Over the drone of the submarine’s twin diesel engines, he detected a different sound, something of a high-pitched buzz. Snapping erect, he didn’t waste time fixing a position.

“Secure the hatch!” he cried.

He immediately dropped down the interior ladder. The emergency dive alarm rang out an instant later, sending the crew scurrying to their stations. In the engine room, a massive clutch was engaged, killing the diesel engines and transferring drive power to a bank of battery-powered electric motors. Seawater began to slosh across the forward deck as Catalano sealed the conning tower hatch, then descended to the control room.

Normally, a well-trained crew could crash-dive a submarine in under a minute. But since it was loaded to the gills in transport mode, there was little the Italian sub could do quickly. With agonizing leisure, it finally sagged under the surface nearly two minutes after Conti had detected the approaching aircraft.

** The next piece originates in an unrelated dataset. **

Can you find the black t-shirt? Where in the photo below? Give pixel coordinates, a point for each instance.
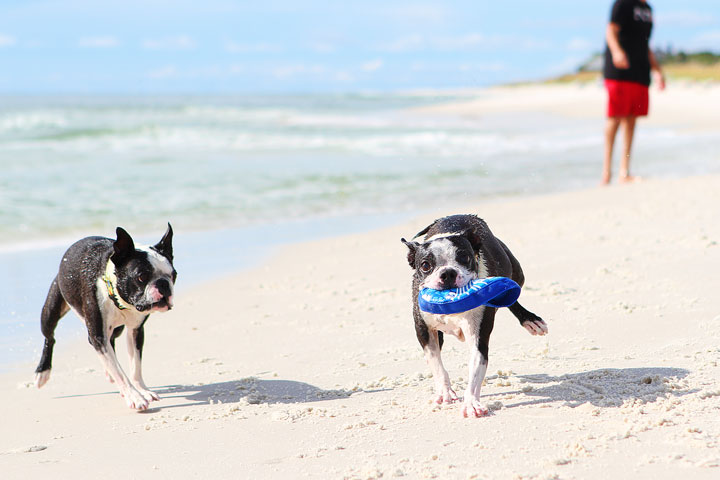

His boots clanking on the steel ladder as he descended into the control room, Catalano turned and scurried forward to his emergency dive station. The clatter of the diesel engines had fallen quiet as the sub converted to battery propulsion, and the crew mirrored the silence by speaking in hushed tones. The Barbarigo’s skipper, a round-faced man named De Julio, stood rubbing sleep from his eyes as he asked Conti if they’d been seen.

“I can’t say. I didn’t actually see the aircraft. But the moon is bright and the seas are relatively calm. I am sure we are visible.”

“We will know soon enough.”

The captain stepped to the helm station, scanning the depth gauge. “Take us to twenty meters, then full right rudder.”

The submarine’s chief steersman nodded as he repeated the command, eyeing the gauges before him as his grip tightened on a large metal steering wheel. The control room fell silent as the men awaited their fate.

A THOUSAND FEET ABOVE THEM, a lumbering British PBY Catalina flying boat released two depth charges that whirled toward the sea like a pair of spinning tops. The aircraft was not yet equipped with radar; it was the RAF plane’s rear gunner who had spotted the milky wake of the Barbarigo, angling across the rippled surface. Thrilled with his find, he pressed his nose against the acrylic window, wide-eyed, as the twin explosives splashed into the sea. Seconds later, two small geysers of spray shot into the air.

“A bit late, I believe,” the copilot said.

“I suspected as much.” The pilot, a tall Londoner who wore a clipped mustache, banked the Catalina in a tight turn with all the emotion of pouring a cup of tea.

Dropping the charges was something of a guessing game, as the submarine had already disappeared from view, though its surface wake was still visible, and the plane had to strike quickly. The airborne depth charges activated at a preset depth of only twenty-five feet. Given enough time, the sub would easily dive beyond their range.